When rioting broke out in KwaZulu-Natal after former South African president Jacob Zuma surrendered to serve the 15-month sentence on charges of contempt of court, it looked as though the angry supporters of Zuma were out in the streets, and the situation would be brought under control. It did not stop. The violence continued, the looting went on. The army was called out. The death toll mounted and reached 200. And the number of people who have been arrested has reached more than 2,000.
South African President Cyril Ramaphosa who had toured parts of the violence-hit townships had said that the violence was pre-planned. This pointed to Zuma’s supporters inside the ruling African National Congress (ANC), as well as those outside it.
There is little doubt that ANC, which has been in power since the end of white minority rule in 1994, is riven with factions, and there is in-fighting among them. But observers feel that the violence that broke out since Zuma’s arrest, goes beyond the inner factional fighting of the ANC.
They think that it is a symptom of the deeper malaise in South Africa – the persisting poverty, the acute inequalities. A World Bank report has described South Africa as the most unqualified society.
This is reflected in the statistic about ownership of land. According to a study, the majority blacks own four per cent of the land, while 12 per cent of the whites own 72 per cent of the land.
But this cannot be blamed on the whites-only apartheid regime. It is a quarter century since the blacks took over the reins of power. The blame for the economic inequality rests squarely on the shoulders of the black leaders, and especially the ANC leadership.
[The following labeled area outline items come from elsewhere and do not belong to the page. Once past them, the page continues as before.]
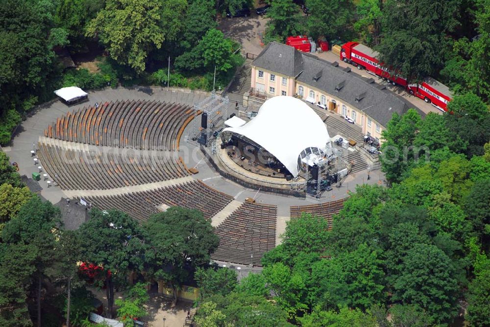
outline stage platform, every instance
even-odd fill
[[[220,146],[221,140],[218,138],[216,154],[213,156],[215,162],[220,169],[235,177],[246,183],[281,189],[299,190],[304,188],[304,178],[298,177],[295,179],[287,181],[284,174],[277,173],[270,168],[261,166],[259,164],[256,164],[257,166],[255,166],[253,162],[249,161],[248,157],[242,160],[240,157],[237,157],[236,153],[233,155],[233,150],[231,148],[221,149]],[[274,175],[274,173],[275,175]]]
[[[226,150],[226,154],[235,164],[248,171],[273,178],[286,179],[286,175],[284,174],[280,171],[278,171],[277,169],[264,167],[255,162],[254,158],[246,152],[242,154],[237,153],[232,149],[228,149]]]

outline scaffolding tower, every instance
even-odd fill
[[[228,106],[229,99],[227,96],[223,97],[217,94],[214,91],[209,96],[195,105],[194,110],[194,129],[189,132],[188,136],[193,140],[197,140],[199,144],[207,146],[211,144],[214,139],[213,134],[215,131],[223,125],[228,117]],[[206,123],[201,118],[200,122],[197,117],[205,114],[207,117]]]
[[[321,196],[321,193],[323,191],[322,189],[322,185],[324,184],[324,181],[326,180],[327,176],[336,174],[338,171],[344,168],[345,166],[343,161],[343,152],[342,150],[337,150],[333,146],[330,147],[329,149],[331,150],[331,153],[329,155],[326,154],[329,151],[325,151],[325,149],[317,149],[315,151],[307,154],[306,156],[307,162],[313,162],[314,158],[318,157],[322,158],[321,160],[317,160],[315,162],[315,164],[318,167],[318,174],[317,180],[315,182],[316,184],[317,189],[314,194],[308,192],[308,181],[310,180],[311,177],[313,177],[311,176],[310,170],[308,168],[308,165],[307,165],[305,176],[304,189],[306,191],[306,193],[310,194],[317,199]]]

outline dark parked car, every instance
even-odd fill
[[[267,13],[267,11],[269,10],[270,8],[270,5],[268,4],[267,5],[264,6],[263,7],[259,7],[257,8],[255,12],[259,16],[262,16],[263,15],[265,15]]]
[[[232,17],[248,17],[249,16],[250,8],[246,7],[236,10],[235,15],[231,14],[230,9],[226,9],[226,17],[230,18]]]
It is of course not the time for blaming each other. It seems that the South African political establishment must rise above their partisan interests and face up to the real challenge facing South Africa. It is indeed true that after more than a century of colonial distortions, it is no easy task to remove the deeply inherent social and economic disparities.
But the problem can only be addressed through a forward looking economic transformation rather than through a backward looking programme of settling scores over past wrongs.
There is a clear lesson to be learned from neighbouring Zimbabwe under Robert Mugabe, a freedom-fighter who became a dictator, found it useful to blame the white minority and ordered the white-owned farms to be expropriated.
It seemed an act of justice but it did not help improve the economy of Zimbabwe. South African leaders, led by Nelson Mandela, had wisely turned their back on a policy showing the whites their place.
South Africa seemed to be in a stronger position because the black leaders wanted to work along with the whites and other ethnic minorities like the Indians. The government of Ramaphosa must continue to work with the idea of the rainbow nation. The incidents of attacks on Indians in Phoenix is a warning that inter-racial relations are under a strain. There is an urgent need to avert ethnic strife.
South Africa remains one of the better placed countries on the African continent in terms of social and economic well-being. And it should be possible to chart a sensible course of social and economic change that reduces poverty and glaring inequality. The violence that had erupted in the wake of Zuma’s imprisonment is a wake-up call. It is time to heal the festering social wounds, and for the leaders to send out a message of compassion and goodwill.